In this regard; any decision taken at the general assembly meeting of the companies held between the periods of 16.04.2020 and 30.09.2020,

i) on the distribution of dividends above %25 of the profits generated at 2019 financial year, or,
ii) on the distribution of dividends out of the profits and reserve funds generated before the 2019 financial year, or,
iii) on authorizing the Board of Directors with the power to make any advance dividend payment might be challenged at the competent court with proper venue according to Article 445 of Turkish Commercial Code within three months upon the General Assembly Meeting date.

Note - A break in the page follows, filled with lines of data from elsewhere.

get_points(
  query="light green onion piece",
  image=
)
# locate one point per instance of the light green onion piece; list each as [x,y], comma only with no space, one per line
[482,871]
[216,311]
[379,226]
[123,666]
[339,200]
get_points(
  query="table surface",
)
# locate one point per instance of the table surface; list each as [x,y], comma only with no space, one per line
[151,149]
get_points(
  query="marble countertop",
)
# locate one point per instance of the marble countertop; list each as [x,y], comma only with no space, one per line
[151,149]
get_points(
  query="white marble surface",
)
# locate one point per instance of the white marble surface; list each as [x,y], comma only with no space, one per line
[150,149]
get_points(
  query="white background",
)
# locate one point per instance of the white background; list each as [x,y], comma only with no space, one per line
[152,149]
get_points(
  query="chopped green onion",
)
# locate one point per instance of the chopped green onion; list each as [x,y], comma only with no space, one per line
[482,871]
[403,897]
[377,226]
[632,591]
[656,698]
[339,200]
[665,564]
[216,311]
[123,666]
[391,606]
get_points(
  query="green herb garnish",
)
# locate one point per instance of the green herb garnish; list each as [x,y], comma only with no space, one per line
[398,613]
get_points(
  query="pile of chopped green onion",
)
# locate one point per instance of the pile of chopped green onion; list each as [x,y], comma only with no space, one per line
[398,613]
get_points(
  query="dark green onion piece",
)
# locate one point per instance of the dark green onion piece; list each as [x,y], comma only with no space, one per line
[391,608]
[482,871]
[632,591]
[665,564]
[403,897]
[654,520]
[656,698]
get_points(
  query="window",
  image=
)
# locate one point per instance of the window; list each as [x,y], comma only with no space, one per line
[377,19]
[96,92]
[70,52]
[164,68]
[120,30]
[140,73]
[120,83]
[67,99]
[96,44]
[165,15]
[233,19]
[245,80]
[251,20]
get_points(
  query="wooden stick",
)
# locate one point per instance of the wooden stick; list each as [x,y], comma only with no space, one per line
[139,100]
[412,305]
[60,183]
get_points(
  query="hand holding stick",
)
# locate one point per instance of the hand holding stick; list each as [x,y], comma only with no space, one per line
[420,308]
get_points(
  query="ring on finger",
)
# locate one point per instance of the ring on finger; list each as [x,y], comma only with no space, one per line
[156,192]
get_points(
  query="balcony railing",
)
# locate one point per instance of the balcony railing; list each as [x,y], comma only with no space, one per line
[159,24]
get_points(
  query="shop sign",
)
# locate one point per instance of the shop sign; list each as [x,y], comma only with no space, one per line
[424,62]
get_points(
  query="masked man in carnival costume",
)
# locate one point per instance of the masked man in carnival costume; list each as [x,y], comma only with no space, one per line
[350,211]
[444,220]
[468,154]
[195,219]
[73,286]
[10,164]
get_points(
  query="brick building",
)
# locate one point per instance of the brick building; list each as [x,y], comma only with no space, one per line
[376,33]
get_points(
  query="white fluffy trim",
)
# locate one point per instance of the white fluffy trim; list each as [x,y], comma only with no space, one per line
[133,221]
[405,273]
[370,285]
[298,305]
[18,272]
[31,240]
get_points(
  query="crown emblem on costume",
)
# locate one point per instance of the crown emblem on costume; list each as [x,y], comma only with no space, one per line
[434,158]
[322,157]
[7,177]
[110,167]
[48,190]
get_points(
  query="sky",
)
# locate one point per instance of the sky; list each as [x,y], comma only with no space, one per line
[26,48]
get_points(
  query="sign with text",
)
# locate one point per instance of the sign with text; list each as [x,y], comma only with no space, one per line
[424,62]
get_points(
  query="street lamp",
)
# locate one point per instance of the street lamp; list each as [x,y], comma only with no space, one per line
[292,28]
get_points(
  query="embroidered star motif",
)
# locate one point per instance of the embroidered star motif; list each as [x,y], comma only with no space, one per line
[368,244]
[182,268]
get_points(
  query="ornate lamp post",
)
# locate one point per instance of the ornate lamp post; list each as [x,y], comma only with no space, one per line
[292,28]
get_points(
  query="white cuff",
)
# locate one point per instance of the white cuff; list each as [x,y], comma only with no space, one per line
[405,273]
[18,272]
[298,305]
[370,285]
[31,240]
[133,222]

The lawsuit to set aside the decision of the General Assembly might be filed;

i) by the shareholders, who have attended to the pertinent General Assembly, voted against and incorporated their reservation into the minutes of the general assembly or,
ii) by the Board of Directors.

In case the decision to distribute dividends above 25% of the profits generated in the 2019 financial year has been taken at the general assembly meeting. However, such distribution has not been made yet, or only a partial payment has been made; any decision of the Board of Directors of the company to make or complete the payment above 25% thresholds before 30.09.2020 or beyond that date upon the discretion of the Presidency, then a Court decree might be obtained to declare the decision of Board of Directors of the company as null and void pursuant to Article 391 of Turkish Commercial Code. Besides, distribution of dividends above the threshold figure in the existence of explicit provisions of the law will lead to the liability of the Company’s Board of Directors.